I have found some additional information on this Single Pin Escapement. It was patented by Mr. C. Macdowall in 1851. The following passage has been copied from The Encyclopaedia Britannica of 1878.
The escape turns one revolution each two ticks. In order to keep the gearing reasonable I’ve opted for a long therefore - 1 1/2 second pendulum.
The excel spread sheet is calculated for a 1 1/2 second pendulum and the Great Wheel turning once per hourl
This is the escapement and the little shape in the very center of the object will carry a 1/8” single pin that is the escapement.
The first trial drawing provide for a 5.7º swing which may be too large. The escape pin is 1/8” and is 1/4” off center.
The little pinion on the left is the escape pinion which needs to turn once every three (3) seconds with a 1 1/2 second pendulum. the wheel is 12:1 so turns once every 36 seconds
The ratio on the next wheel is 10:1 and so turns once every 6 minutes.
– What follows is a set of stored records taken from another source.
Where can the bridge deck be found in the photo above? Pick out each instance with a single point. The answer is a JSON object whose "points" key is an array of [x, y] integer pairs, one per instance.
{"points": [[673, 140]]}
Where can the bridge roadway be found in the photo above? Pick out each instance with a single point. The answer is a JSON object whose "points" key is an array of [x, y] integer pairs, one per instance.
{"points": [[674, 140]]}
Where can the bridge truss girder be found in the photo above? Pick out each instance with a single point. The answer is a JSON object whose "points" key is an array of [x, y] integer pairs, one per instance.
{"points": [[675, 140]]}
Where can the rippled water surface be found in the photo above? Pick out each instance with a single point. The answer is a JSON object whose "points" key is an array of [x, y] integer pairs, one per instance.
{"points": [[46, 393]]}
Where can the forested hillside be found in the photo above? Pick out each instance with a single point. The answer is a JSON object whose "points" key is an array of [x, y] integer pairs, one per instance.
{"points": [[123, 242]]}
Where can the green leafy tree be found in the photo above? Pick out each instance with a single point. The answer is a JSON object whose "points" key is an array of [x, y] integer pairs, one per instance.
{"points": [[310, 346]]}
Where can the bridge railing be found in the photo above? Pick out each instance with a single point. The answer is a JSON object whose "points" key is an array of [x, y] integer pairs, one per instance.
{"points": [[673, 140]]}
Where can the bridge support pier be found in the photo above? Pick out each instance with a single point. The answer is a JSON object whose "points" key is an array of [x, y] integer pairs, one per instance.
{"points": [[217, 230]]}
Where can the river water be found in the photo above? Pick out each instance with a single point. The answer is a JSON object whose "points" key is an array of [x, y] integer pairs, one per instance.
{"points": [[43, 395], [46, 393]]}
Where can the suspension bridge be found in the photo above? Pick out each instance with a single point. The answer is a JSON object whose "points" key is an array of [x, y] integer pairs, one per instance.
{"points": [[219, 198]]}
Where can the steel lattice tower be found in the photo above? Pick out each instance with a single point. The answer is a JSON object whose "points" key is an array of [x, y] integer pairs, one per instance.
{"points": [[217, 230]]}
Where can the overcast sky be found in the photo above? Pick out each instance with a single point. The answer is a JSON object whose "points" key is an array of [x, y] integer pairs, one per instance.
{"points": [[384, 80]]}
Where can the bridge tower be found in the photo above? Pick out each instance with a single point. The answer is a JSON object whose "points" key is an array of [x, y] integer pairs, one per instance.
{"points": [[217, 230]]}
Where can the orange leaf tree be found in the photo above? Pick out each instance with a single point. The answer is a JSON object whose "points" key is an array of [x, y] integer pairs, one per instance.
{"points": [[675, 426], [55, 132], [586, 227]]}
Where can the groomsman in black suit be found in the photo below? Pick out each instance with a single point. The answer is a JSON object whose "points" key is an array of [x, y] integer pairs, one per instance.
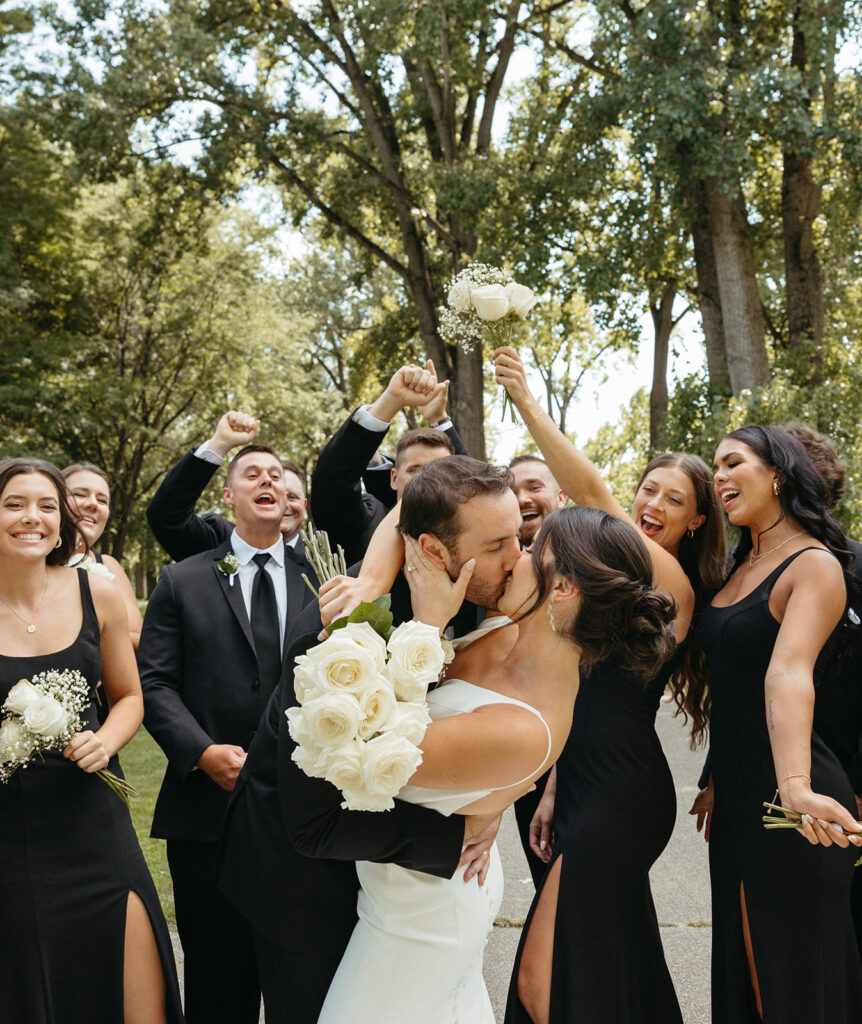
{"points": [[210, 656], [289, 848], [171, 510], [339, 506], [539, 495]]}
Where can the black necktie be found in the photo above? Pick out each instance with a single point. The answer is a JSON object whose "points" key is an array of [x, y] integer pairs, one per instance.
{"points": [[265, 625]]}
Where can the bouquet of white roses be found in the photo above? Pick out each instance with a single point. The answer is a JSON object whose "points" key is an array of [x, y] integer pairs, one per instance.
{"points": [[44, 714], [362, 710], [484, 302]]}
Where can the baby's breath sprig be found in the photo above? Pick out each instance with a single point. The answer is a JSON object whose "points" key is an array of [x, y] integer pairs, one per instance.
{"points": [[327, 563]]}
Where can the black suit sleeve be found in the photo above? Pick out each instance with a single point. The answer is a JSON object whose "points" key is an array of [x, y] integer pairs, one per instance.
{"points": [[171, 510], [160, 660], [411, 836], [338, 505]]}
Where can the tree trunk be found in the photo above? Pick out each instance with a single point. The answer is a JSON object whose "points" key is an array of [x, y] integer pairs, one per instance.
{"points": [[800, 208], [740, 302], [708, 297], [662, 323]]}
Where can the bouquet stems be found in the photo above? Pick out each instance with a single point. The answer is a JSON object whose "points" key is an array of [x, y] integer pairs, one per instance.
{"points": [[125, 791]]}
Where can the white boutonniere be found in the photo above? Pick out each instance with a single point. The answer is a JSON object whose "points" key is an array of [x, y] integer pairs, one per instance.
{"points": [[229, 566]]}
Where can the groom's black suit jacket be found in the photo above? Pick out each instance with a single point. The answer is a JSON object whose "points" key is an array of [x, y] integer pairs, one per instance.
{"points": [[201, 684], [288, 848]]}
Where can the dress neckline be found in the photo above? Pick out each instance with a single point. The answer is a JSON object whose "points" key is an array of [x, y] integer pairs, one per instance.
{"points": [[83, 583], [776, 571]]}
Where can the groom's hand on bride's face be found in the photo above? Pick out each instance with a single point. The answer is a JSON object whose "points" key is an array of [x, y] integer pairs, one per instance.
{"points": [[479, 833]]}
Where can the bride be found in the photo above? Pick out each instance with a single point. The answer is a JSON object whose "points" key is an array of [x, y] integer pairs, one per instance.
{"points": [[582, 594]]}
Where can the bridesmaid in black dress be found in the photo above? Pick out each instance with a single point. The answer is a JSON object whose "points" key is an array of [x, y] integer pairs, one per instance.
{"points": [[783, 946], [591, 949], [85, 937]]}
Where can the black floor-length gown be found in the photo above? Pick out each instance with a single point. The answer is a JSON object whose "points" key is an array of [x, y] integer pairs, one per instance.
{"points": [[69, 859], [614, 812], [796, 895]]}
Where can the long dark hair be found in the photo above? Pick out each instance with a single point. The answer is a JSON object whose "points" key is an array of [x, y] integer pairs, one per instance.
{"points": [[68, 519], [619, 614]]}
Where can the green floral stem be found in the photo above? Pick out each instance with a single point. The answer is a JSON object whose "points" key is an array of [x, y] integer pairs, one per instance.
{"points": [[125, 791]]}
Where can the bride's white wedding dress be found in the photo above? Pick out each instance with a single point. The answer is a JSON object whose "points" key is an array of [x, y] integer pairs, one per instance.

At this stage each the wheel has 120 teeth and each pinion 12 leaves giving a 10:1 ratio at each stage.
Again a ratio of 10 to one has this wheel turning once every 60 minutes and can carry the minute hand and a drive drum of 30 wraps will give a 30 hour clock.
The plates have five arbors counting the pendulum arbor. The chosen shape has nothing to do with function only asthetics. Both plates are drilled at once to ensure alignment of holes.
The plate pattern comes from Turbo Cad and the escapement drawing is shown here although it will ultimately go behind the plates
This is the third wheel and the teeth are very fine to be made in wood and the wheel center has to be carefully drilled.
The second wheel is directly opposite the third wheel and in fact could engage the escape pinion if it were not for the spacers
The great wheel is also the hour wheel and is placed on the center line of the plates. No thought has been given the time train at this point.
The over ration is 1200 : 1 in order to go from once per hour for the great wheel to once in 3 seconds at the escape.
At this point I am concerned about the size of the teeth - they are about 1/8” from tip to gullet and that doesn’t allow for much error in centering the arbor.
The typical spacers are at the corners and will contian 1/4” bolts in their centers. I don’t need a bolt this thickness but there is a better selection in 1/4” size.
Originally the dowels were intended to keep things aligned, but as it turned out they were not necessary.
The top angle shaped spacers will keep the clock rigid in all directions and avoid future binding problems.
The plate spacers are in position and glued together. By using multiple pieces of ply, both the stacked thickness and the parallel surfaces are maintained.
The top plate its slipped on the bolts.
The escape pinion is the first one located and drilled. The succeeding arbors are depthed on the plates, punched with a pointed pivot and drilled.
By laying out the gears in a general “tee” shape - the spokes of all three wheel are overlain giving the desired appearance.
The front view of the clock will show the works in front of the pendulum.
I have put an experimental escapement on the movement at the test bench just to see what needs to be done
The little pendulum is not the final it is just a short light piece of wood because I’m not working on “keeping time” at this point.
This tries to duplicate Edmund Beckett’s sketch
Hanging on the wall between pool cues and the book shelf it takes up floor to ceiling.